DataPLANT participates in the CfP for the ''E-ScienceTage 2021 - Share Your Research Data''
Fri Dec 18 2020
DataPLANT submitted three proposals following the Call for Papers of the “E-Science-Tage 2021: Share Your Research Data” scheduled for beginning of March in Heidelberg. The consortium plans to participate in the workshop suggested by the NFDI directorate to present the fundamental plant research community as part of the future research data management landscape. Such an integrated RDM landscape and services enables reproducible research, the linking of interdisciplinary expertise, the sharing of research for comparison and integration of different analysis results and metadata studies, taking advantage of the immense additional knowledge gained from them. Additionally, we suggested a short paper on the DataPLANT data steward model, as a core element of a holistic strategy for managing research data in the field of plant research. Research groups will profit from direct support in their daily tasks ranging from data organization to the selection of the proper tools, workflows and standards. Data stewards play a special hinge role between service providers, individual researchers, groups and the wider community. They also help bridging the gap between researchers and technical systems. The coordinated deployment of data stewards supports the adherence to good scientific practice among the research community.

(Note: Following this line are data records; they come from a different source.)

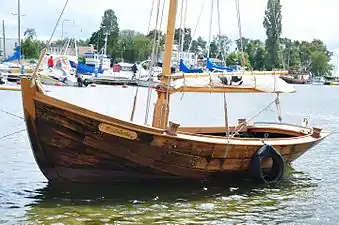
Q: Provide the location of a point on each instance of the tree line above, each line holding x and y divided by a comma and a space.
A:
275, 52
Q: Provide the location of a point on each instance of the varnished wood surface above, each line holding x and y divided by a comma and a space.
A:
72, 144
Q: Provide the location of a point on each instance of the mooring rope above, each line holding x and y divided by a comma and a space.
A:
8, 135
12, 114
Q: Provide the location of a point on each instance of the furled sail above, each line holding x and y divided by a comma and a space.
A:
185, 69
231, 83
210, 65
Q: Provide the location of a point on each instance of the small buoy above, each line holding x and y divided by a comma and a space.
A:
59, 84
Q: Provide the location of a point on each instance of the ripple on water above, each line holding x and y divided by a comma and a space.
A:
307, 195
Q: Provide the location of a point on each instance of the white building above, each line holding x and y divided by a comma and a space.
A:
9, 46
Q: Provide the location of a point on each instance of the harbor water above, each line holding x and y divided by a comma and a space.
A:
308, 193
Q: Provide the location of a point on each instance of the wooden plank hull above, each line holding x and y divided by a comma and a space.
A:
72, 144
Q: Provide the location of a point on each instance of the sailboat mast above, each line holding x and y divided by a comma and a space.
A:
4, 38
210, 31
19, 32
105, 48
161, 110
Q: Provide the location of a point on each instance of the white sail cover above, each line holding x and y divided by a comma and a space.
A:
261, 83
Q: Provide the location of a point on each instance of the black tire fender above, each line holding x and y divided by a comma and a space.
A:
277, 170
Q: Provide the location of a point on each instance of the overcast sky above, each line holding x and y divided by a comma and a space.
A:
302, 19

Following the Kick-Off Task Area 2 “Software / Services” we started to draft an outline for the Annotated Research Context (ARC) as a starting point for experiments. An ARC captures the complete research cycle in a structured way, meeting the FAIR requirements whilst trying to mimic the way an individual researcher experimentsworks. ARCs are self-contained and include assay and /measurement data, workflows and computation results, accompanied by metadata in one package. Their structure allows full user-control over all metadata and facilitates usability, access, publication and sharing of the research. Thereby, ARCs are a practical implementation of existing standards leveraging the advantages of the “ISA model”, “research crates” and the “Common Workflow language”. The ARC concept relies on a structure that partitions assay, workflow and results for granular reuse and development. Assays cover biological, experimental and instrumental data including its self-contained description using the ISA model. Similarly, workflows describe all digital steps of a study and contain application code, script and/or any other executable description of an analysis providing the highest degree of flexibility for the scientists.